A second Mauve analysis of Etl. pomquetensis and the two other basal phototrophic Eutreptiales Et. viridis and Etl. gymnastica identified 14 conserved gene clusters (Fig. S1). The gene order within the clusters was mostly conserved and equal to the ten clusters found in the previous analysis. However, four gene clusters were further divided into two clusters each (Table 2, bar in blocks C, H, I, J).

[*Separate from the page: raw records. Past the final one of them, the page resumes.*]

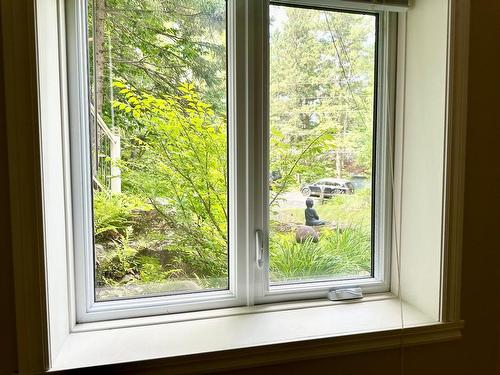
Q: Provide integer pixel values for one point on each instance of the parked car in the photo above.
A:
(328, 186)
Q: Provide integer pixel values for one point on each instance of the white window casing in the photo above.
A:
(49, 336)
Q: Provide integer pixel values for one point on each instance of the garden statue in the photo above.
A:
(312, 218)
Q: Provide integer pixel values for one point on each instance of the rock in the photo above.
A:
(303, 233)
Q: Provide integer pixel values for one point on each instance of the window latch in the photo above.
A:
(259, 248)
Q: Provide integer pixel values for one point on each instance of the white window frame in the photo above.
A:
(49, 338)
(81, 194)
(382, 179)
(242, 167)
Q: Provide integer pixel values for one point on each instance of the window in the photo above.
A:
(159, 170)
(423, 224)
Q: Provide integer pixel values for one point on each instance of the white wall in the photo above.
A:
(421, 129)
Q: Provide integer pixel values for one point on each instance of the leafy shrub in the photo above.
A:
(337, 254)
(114, 213)
(117, 262)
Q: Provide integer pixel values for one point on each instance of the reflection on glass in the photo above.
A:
(322, 72)
(158, 145)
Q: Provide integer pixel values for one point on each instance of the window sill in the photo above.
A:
(248, 336)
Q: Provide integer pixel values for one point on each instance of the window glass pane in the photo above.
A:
(158, 135)
(322, 96)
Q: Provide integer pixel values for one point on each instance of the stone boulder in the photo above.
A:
(304, 233)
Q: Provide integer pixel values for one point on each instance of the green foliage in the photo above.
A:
(117, 262)
(172, 221)
(114, 213)
(182, 164)
(338, 253)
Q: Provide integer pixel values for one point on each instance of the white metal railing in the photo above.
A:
(110, 175)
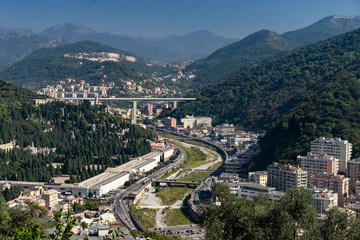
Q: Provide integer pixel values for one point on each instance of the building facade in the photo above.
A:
(318, 163)
(338, 148)
(259, 177)
(170, 122)
(51, 198)
(285, 177)
(324, 199)
(353, 172)
(337, 183)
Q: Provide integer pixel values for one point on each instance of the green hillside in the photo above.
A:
(256, 98)
(85, 139)
(298, 97)
(331, 112)
(48, 66)
(264, 45)
(254, 49)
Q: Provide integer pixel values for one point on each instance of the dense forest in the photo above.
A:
(85, 140)
(258, 97)
(48, 66)
(331, 112)
(262, 46)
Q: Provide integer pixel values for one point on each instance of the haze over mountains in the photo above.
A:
(48, 66)
(264, 45)
(302, 95)
(164, 50)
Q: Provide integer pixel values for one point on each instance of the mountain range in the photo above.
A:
(170, 49)
(48, 66)
(264, 45)
(301, 95)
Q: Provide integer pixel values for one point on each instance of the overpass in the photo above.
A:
(133, 100)
(176, 182)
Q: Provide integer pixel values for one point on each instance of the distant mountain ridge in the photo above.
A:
(310, 92)
(264, 45)
(48, 66)
(167, 50)
(15, 46)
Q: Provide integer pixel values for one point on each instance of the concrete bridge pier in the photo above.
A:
(134, 112)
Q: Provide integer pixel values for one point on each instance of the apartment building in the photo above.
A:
(170, 122)
(259, 177)
(337, 147)
(318, 163)
(337, 183)
(285, 177)
(51, 198)
(324, 199)
(353, 172)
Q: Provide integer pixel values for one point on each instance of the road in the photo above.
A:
(121, 203)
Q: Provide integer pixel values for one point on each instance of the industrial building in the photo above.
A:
(111, 179)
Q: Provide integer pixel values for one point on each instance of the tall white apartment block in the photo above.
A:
(338, 148)
(315, 163)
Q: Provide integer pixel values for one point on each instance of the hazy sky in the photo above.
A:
(156, 18)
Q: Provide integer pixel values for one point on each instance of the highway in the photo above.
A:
(121, 204)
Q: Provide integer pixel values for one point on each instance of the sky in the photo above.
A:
(158, 18)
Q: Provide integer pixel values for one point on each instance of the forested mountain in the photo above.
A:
(323, 29)
(264, 45)
(316, 85)
(253, 49)
(331, 112)
(162, 50)
(16, 44)
(49, 65)
(192, 46)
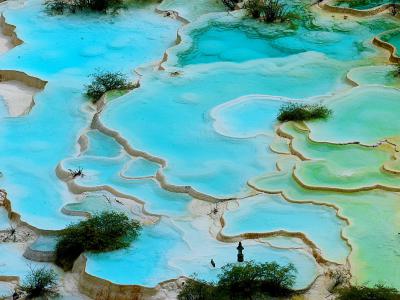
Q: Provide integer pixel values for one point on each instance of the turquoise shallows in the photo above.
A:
(167, 250)
(393, 37)
(100, 171)
(182, 133)
(363, 5)
(100, 144)
(235, 40)
(191, 10)
(266, 213)
(64, 50)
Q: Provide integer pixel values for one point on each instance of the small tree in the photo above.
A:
(230, 4)
(247, 280)
(378, 292)
(195, 289)
(104, 81)
(302, 112)
(40, 282)
(103, 232)
(274, 10)
(250, 279)
(60, 6)
(267, 10)
(396, 71)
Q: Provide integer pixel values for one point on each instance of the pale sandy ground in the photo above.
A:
(18, 97)
(5, 43)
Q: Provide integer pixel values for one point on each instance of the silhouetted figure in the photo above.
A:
(240, 249)
(212, 263)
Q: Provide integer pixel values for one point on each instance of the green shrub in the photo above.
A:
(72, 6)
(378, 292)
(247, 280)
(230, 4)
(40, 282)
(103, 232)
(267, 10)
(104, 81)
(302, 112)
(195, 289)
(396, 71)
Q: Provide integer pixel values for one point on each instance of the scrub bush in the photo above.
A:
(396, 71)
(247, 280)
(40, 282)
(72, 6)
(230, 4)
(268, 11)
(195, 289)
(103, 232)
(104, 81)
(303, 112)
(378, 292)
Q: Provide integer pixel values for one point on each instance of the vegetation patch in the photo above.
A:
(60, 6)
(396, 71)
(41, 282)
(102, 232)
(268, 11)
(303, 112)
(378, 292)
(104, 81)
(248, 280)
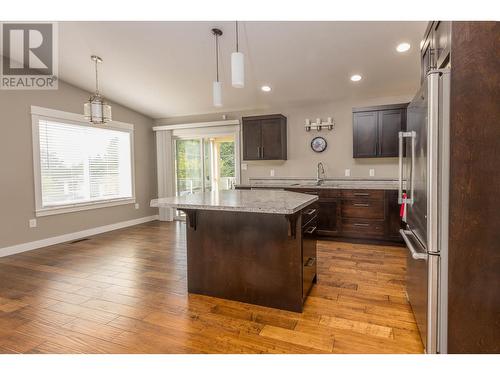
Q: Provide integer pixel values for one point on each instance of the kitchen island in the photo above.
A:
(251, 246)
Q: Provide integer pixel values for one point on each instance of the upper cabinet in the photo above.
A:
(264, 137)
(375, 130)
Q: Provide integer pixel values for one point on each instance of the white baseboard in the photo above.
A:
(15, 249)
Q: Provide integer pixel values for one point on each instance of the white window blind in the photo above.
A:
(81, 164)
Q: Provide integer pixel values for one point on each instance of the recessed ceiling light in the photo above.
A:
(403, 47)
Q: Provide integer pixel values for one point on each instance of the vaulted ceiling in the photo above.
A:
(165, 69)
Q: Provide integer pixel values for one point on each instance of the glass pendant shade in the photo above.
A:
(217, 93)
(96, 110)
(238, 69)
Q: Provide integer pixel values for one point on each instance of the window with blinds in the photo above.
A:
(80, 164)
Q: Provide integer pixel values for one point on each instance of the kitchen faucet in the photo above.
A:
(318, 178)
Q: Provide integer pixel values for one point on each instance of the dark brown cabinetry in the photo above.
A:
(362, 214)
(375, 130)
(264, 137)
(327, 210)
(435, 50)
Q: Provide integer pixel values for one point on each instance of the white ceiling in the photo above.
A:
(165, 69)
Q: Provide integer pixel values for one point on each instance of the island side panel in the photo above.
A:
(247, 257)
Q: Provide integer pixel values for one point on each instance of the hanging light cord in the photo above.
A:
(237, 46)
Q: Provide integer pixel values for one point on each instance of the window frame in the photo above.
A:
(41, 113)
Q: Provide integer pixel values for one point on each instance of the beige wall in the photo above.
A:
(17, 202)
(302, 160)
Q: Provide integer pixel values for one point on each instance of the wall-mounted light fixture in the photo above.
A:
(217, 85)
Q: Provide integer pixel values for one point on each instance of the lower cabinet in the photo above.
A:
(328, 216)
(309, 228)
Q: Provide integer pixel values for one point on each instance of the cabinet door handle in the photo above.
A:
(310, 230)
(310, 262)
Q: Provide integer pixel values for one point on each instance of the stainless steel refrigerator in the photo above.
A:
(424, 177)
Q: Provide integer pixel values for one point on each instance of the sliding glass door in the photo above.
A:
(204, 164)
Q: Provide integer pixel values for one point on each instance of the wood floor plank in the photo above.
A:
(299, 338)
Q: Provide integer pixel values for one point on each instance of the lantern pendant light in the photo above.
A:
(96, 110)
(217, 85)
(237, 65)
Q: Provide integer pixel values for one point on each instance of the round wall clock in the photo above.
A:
(318, 144)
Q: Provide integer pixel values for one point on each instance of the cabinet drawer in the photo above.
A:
(363, 209)
(363, 194)
(362, 228)
(308, 214)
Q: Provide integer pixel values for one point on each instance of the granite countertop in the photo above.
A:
(272, 202)
(329, 183)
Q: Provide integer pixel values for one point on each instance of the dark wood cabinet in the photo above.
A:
(328, 216)
(252, 139)
(264, 137)
(392, 216)
(436, 47)
(375, 130)
(368, 214)
(390, 123)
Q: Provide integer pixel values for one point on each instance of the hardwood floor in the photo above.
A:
(125, 292)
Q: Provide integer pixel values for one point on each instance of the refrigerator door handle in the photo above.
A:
(414, 253)
(409, 198)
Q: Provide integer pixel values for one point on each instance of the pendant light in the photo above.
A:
(96, 110)
(237, 65)
(217, 85)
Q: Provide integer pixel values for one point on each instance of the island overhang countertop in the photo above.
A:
(257, 201)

Three additional Mauve analyses using Etl. pomquetensis identified 31 clusters with P. parkeae, 26 with P. provasolii, and 21 with O. tauri (Fig. S2). A comparison of the Mauve analyses found more homologous regions between Etl. pomquetensis and the other Eutreptiales than with the prasinophytes (the group containing the putative chloroplast donor). As the phototrophic euglenoids have a reduced amount of protein coding genes in contrast to the green algae, this high number of clusters was expected.
Open reading frames
Ten uncharacterized open reading frames (ORFs) were found in Etl. pomquetensis. A BLASTp analysis was performed against the NCBI nonredundant protein sequences (nr) database to determine whether any of the ORFs had functional similarity to previously sequenced genes (Table 3). The psbD gene of Etl. pomquetensis contained two ORFs (orf585 and orf532). The intron encoded orf585 of Etl. pomquetensis psbD I2 shared strong similarity with the orf583 of atpB I1 in the chloroplast genome of Pycnococcus provasolii (Turmel et al., 2009), with an e-value of 0.0. Turmel et al. (2009) determined that the Pycnococcus and Ostreococcus intron ORFs share strong similarity with each other, and for example, also with mat4 in Euglena myxocylindracea (Turmel et al., 2009). The open reading frames orf171 and orf103 next to the rpl16 gene showed weak similarity to the roaA gene annotated in some Euglenales chloroplast genomes. However, in either case the best match is reported for putative reverse transcriptase and intron maturase. Further, exonerate 2.4.0 (Slater & Birney, 2005) and a manual alignment were performed to evaluate if the two ORFs were part of the roaA gene. Neither of these methods yielded clear results, and no exact exon-intron boundaries or start/ stop regions could be identified. Additionally, RT-PCR experiments for detecting a putative intron between orf103 and orf171 failed, indicating that these ORFs may not have a true function in vivo.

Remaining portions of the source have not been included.